山本伸一は、広島文化会館を回りながら、中国方面の中心者に、会館の施設について詳細に尋ね、会館建設の在り方を語った。

 「会館には、大勢の人が来るんだから、トイレなどは、なるべくゆったりと、数も多くした方がいいね。

集会用の広間が、どんなに立派でも、トイレの数が少なかったり、階段が狭く、急であったりすれば、人を大切にした設計とは言えない。

 学会の会館は、特に安全性を考慮していくことが大事です。

建物には、思想が表れる。人格が表れる。学会は、生命の尊厳を守る人間主義の団体なんだから、人への配慮が表れている設計にしていかなければならない」

 また、伸一は、広島県や中国方面の、草創期からの功労者は、誰かを尋ねていった。

 そして、こう提案し、指導した。

 「その功労者の代表を表彰するとともに、名前を冠した木を、広島文化会館に記念植樹してはどうだろうか。

 ともかく幹部は、“どうすれば、頑張ってこられた方を顕彰できるのか。喜んでいただけるのか”、また、“皆が希望と張り合いをもって活動に励めるのか”を、常に考え続けていかなければならない。

 幹部に、そうした意識がなく、無慈悲であれば、会員がかわいそうです」

 矢継ぎ早の指導であった。そこには、一瞬たりとも、時間を無駄にすまいという、強い気迫があふれていた。

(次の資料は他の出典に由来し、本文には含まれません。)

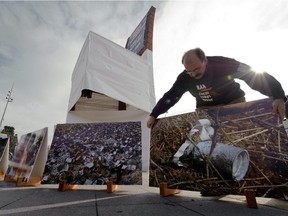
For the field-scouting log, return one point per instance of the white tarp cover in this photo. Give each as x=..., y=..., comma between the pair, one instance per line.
x=107, y=68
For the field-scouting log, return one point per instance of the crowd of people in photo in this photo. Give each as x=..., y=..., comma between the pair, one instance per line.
x=93, y=153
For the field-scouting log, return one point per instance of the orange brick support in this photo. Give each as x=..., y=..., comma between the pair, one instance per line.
x=63, y=186
x=165, y=191
x=33, y=181
x=111, y=187
x=250, y=198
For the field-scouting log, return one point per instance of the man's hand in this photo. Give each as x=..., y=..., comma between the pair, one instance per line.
x=150, y=122
x=278, y=106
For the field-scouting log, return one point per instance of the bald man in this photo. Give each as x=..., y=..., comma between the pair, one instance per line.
x=211, y=81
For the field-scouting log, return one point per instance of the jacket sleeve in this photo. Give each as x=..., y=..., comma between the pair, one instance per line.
x=260, y=81
x=170, y=98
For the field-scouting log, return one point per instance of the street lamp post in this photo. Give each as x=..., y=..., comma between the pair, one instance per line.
x=9, y=99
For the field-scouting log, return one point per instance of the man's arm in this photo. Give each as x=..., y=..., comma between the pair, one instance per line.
x=265, y=84
x=168, y=100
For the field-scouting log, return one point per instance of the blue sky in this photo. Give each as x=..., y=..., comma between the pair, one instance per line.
x=41, y=41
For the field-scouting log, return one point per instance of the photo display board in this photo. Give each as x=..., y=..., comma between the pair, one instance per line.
x=94, y=153
x=222, y=150
x=25, y=155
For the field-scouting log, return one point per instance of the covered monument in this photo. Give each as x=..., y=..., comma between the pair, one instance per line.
x=111, y=83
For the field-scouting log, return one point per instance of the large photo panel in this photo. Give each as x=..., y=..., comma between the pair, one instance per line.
x=222, y=150
x=25, y=155
x=94, y=153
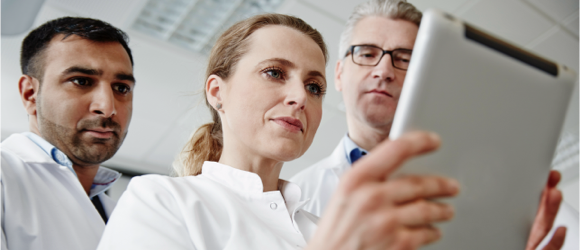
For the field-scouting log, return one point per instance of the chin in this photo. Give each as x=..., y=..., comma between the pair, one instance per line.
x=285, y=152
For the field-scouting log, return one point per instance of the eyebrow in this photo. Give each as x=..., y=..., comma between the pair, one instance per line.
x=96, y=72
x=290, y=64
x=280, y=61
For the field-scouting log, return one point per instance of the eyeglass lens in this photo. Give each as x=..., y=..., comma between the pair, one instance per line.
x=371, y=56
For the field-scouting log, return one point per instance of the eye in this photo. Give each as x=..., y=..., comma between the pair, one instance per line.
x=81, y=81
x=275, y=73
x=122, y=88
x=315, y=89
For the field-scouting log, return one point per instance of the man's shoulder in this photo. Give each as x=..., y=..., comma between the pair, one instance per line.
x=19, y=147
x=333, y=164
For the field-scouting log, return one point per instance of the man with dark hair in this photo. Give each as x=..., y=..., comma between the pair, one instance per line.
x=77, y=88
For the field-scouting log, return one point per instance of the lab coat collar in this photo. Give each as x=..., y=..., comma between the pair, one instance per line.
x=338, y=161
x=248, y=184
x=31, y=152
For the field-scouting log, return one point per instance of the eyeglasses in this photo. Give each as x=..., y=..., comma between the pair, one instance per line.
x=369, y=55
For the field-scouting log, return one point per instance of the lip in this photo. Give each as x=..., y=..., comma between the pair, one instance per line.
x=101, y=133
x=380, y=91
x=289, y=123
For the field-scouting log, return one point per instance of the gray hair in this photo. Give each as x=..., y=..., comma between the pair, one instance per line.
x=395, y=9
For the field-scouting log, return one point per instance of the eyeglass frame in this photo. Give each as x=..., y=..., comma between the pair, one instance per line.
x=390, y=52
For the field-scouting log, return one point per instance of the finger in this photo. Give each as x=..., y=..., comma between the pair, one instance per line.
x=413, y=238
x=549, y=206
x=422, y=213
x=388, y=156
x=410, y=188
x=554, y=178
x=557, y=240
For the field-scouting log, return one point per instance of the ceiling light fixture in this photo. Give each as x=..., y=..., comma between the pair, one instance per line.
x=196, y=24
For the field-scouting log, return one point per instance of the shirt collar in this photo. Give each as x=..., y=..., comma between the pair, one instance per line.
x=352, y=151
x=104, y=178
x=57, y=155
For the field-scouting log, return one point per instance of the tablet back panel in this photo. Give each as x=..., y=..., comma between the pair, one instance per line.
x=499, y=111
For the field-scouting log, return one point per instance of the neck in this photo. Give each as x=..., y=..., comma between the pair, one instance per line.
x=366, y=136
x=86, y=175
x=267, y=169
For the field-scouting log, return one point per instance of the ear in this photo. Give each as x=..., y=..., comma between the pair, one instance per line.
x=29, y=87
x=338, y=75
x=213, y=89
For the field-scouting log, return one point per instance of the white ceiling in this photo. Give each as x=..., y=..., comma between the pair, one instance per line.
x=167, y=108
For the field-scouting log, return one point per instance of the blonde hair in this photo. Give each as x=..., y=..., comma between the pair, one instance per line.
x=207, y=142
x=395, y=9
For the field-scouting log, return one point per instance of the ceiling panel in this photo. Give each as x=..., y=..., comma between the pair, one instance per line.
x=573, y=23
x=339, y=10
x=448, y=6
x=565, y=49
x=557, y=9
x=499, y=17
x=116, y=12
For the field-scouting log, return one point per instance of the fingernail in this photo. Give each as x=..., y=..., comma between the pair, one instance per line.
x=453, y=186
x=450, y=211
x=434, y=136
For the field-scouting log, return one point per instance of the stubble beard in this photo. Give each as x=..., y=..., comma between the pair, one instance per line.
x=82, y=152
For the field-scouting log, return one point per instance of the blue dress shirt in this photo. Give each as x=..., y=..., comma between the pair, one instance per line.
x=353, y=151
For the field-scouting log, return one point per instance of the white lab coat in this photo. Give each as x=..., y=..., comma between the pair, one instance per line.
x=44, y=205
x=319, y=181
x=222, y=208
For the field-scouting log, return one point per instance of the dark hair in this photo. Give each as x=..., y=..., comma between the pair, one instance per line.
x=37, y=40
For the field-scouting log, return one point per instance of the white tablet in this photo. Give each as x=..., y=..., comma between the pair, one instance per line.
x=499, y=110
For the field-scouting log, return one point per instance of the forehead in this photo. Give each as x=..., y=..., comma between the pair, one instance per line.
x=276, y=41
x=77, y=51
x=384, y=32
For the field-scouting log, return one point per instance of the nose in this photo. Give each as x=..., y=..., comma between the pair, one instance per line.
x=103, y=101
x=384, y=70
x=296, y=95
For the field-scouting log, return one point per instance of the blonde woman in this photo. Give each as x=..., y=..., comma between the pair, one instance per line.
x=265, y=85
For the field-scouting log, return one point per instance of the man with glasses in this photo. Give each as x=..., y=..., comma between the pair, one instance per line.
x=375, y=50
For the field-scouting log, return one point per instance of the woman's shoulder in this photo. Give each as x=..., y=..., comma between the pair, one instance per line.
x=177, y=187
x=156, y=180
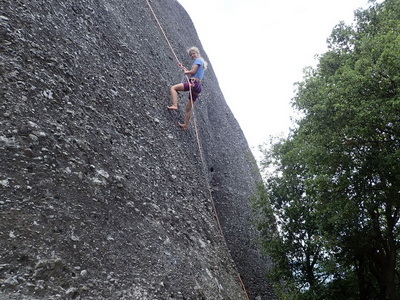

 それが、「臨終只今にあり」(御書一三三七ページ)との覚悟で戦う、勇将の行動である。

 午後七時からは、県内の代表幹部らが参加して、広島文化会館の開館式が行われた。

 広島の繁栄を願っての厳粛な勤行のあと、伸一は、広島での本部総会に、国内外の代表が集うことから、お世話になる地元のメンバーに感謝を述べた。

さらに、中国方面のメンバーは、「日本一明るい中国」をめざして進んでいくよう、指針を示した。

 そのあとも、中国各県や海外の代表らと、食事を共にしながら、懇談、激励が続いた。